The Planet Arkanar may seem inhospitable to the outsider, but a group of just such outsiders have indeed settled there, aliens from Planet Earth who were there as a scientific party but became caught up in the society they found and installed themselves as unofficial rulers of the region. However, this is a place where science and learning are shunned by the populace, for they have never undergone a Renaissance and live in a permanent state of medievalism, and as if that were not bad enough they actively hunt down anyone who might be considered a scholar, or even intelligent, and murder them in gangs. There are not many of these learned folks left, but one of the scientists, Don Rumata (Leonid Yarmolnik) is stirred into action…
Ah, Russian science fiction, where to start? Not with Hard to Be a God, that’s for sure, a well nigh impenetrable item of densely packed fantasy which the director Aleksey German worked on for over a decade before expiring just as he was about to complete it.

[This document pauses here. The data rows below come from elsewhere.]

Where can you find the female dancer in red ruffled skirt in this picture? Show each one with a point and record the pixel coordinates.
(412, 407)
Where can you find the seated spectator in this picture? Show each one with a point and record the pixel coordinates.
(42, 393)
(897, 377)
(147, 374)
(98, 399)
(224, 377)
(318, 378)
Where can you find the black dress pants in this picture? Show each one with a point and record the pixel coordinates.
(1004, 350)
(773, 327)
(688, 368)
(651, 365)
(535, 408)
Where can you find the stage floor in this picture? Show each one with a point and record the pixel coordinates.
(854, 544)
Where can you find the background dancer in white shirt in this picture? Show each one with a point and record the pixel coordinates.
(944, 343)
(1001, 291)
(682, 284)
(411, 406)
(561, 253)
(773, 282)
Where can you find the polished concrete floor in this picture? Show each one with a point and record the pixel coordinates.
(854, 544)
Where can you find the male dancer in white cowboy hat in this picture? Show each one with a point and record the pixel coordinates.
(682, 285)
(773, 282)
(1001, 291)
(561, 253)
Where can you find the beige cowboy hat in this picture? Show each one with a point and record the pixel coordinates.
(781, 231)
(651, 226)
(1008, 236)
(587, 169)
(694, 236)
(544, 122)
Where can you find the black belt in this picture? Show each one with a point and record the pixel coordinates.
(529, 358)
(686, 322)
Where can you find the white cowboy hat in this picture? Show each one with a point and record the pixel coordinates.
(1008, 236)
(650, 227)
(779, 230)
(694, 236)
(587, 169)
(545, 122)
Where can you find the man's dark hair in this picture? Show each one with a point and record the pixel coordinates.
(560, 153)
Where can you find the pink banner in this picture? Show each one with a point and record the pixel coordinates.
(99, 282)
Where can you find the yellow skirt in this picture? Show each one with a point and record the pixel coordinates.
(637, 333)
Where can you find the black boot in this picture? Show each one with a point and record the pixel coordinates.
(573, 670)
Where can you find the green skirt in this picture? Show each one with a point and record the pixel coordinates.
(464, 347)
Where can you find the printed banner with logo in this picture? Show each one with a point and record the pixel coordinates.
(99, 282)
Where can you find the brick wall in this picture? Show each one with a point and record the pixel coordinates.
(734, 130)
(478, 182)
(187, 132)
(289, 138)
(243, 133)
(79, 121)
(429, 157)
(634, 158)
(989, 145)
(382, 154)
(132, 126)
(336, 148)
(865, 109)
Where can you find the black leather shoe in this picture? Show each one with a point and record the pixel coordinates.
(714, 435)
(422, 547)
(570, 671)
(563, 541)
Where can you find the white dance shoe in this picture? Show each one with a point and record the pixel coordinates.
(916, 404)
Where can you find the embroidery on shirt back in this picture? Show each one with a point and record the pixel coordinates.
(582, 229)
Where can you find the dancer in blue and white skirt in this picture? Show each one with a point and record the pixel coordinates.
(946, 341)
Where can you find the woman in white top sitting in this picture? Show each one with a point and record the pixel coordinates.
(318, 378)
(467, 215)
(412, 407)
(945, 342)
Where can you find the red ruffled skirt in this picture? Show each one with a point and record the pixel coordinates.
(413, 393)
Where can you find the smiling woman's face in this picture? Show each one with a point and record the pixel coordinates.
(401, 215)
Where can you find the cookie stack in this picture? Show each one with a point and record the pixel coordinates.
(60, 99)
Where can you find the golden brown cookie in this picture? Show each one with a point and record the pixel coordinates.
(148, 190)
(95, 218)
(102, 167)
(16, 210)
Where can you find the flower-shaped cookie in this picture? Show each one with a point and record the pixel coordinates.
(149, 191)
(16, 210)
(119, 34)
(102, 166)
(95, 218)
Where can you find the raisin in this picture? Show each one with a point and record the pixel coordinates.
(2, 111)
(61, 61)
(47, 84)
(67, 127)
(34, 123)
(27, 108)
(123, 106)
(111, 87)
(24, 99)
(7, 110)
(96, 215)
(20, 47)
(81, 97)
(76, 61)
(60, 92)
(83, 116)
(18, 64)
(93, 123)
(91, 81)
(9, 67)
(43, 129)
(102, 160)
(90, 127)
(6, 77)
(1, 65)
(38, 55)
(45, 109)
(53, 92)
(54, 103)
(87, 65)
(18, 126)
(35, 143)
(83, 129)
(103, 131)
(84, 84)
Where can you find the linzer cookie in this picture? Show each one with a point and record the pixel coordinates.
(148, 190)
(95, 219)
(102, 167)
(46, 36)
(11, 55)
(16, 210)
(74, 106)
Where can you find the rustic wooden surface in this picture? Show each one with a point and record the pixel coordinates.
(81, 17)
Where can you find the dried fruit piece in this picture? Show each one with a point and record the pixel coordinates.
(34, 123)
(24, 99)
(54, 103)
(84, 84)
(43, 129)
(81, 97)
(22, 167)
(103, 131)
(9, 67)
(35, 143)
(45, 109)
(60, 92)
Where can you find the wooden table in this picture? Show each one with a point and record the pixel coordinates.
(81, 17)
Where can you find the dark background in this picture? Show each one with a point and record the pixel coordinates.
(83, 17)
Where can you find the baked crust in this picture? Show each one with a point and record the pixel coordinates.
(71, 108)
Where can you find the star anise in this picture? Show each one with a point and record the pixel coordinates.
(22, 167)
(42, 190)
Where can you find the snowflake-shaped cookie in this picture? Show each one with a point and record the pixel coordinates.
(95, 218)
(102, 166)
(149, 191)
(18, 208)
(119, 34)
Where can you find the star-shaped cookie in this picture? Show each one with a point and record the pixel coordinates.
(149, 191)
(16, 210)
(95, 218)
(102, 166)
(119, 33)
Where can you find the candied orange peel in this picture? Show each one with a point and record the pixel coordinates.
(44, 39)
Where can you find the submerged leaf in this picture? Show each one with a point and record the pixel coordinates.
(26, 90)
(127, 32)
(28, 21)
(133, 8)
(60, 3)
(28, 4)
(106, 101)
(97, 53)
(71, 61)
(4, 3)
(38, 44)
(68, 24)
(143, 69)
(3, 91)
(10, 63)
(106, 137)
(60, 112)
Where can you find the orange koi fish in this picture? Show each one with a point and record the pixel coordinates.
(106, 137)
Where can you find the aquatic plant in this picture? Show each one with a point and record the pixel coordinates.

It was finally finished by other hands (his wife and son) who took care of the editing, and unleashed it on the world who reacted to it with bafflement, assuming you hadn’t already read the source novel by Arkadiy and Boris Strugatskiy in which case you’d have a head start over the casual viewer or otherwise interested viewer, and also assuming you had even contemplated watching a three hour long, black and white, often revolting experience that may leave you none the wiser coming out of it than going in.
What it came across as was a succession of long takes assembled into one continuous stream of filth: these characters lived in mud and frequently expelled their own bodily fluids and excreta as if it was going out of fashion, which here was not apparent when everyone was spitting, pissing, snorting out mucus and if that wasn’t good enough, splashing other people’s blood around as if there were no tomorrow. For most of the characters there wasn’t, as it built up to a huge massacre, yet even before that they were dropping like flies on Arkanar as a war between the Greys and the Blacks seemed inevitable, an endless cycle of mass violence that everyone simply appeared to accept as part of life.
Essentially, if you were seeking comparisons to get a handle on this chaos, it was like a cross between Idiocracy for the general anti-intelligence air, and Jabberwocky for the setting, the barely past the Dark Ages milieu that drenched every shot, although you could additionally observe a similar work in something like Begotten, though this was achieved on a far higher budget as there was lavish scenery purpose built for German to stage his madness against. If you were looking for clues as to what the meaning of all this was, it was perhaps less a damnation of modern life turning against clever bastards, and more what to do to herd these burgeoning numbers of morons for whom destruction and self-interest to the point of insanity was a way of life, and we look to Don Rumata for that.
He has established himself as master of all (well, some) he surveys by communicating to the legions of locals in the only language they understand, or at least the only one they respect: force and brutality, so he is renowned as the finest swordsman in the land and seizes every opportunity to prove himself in that. However, we don’t get any sort of Errol Flynn swashbuckling, it’s more a series of thuddingly unsubtle actions to ensure his dominance, all crafted in this ambience of disgust in the most tactile fashion imaginable for a film, though there’s nothing here anyone would want to lay a finger on at any time. With such an aggressively unpleasant work there was some badge of merit to be had by staying the course and reaching the end, and that sense of achievement may be enough for many audience members, though for most there were only so many shots of trudging through mud, heads being gored and backsides bared before you began to ponder quite what it was you were getting out of this, never mind what it said about theology. Music by Viktor Lebedev (though there’s not much of it).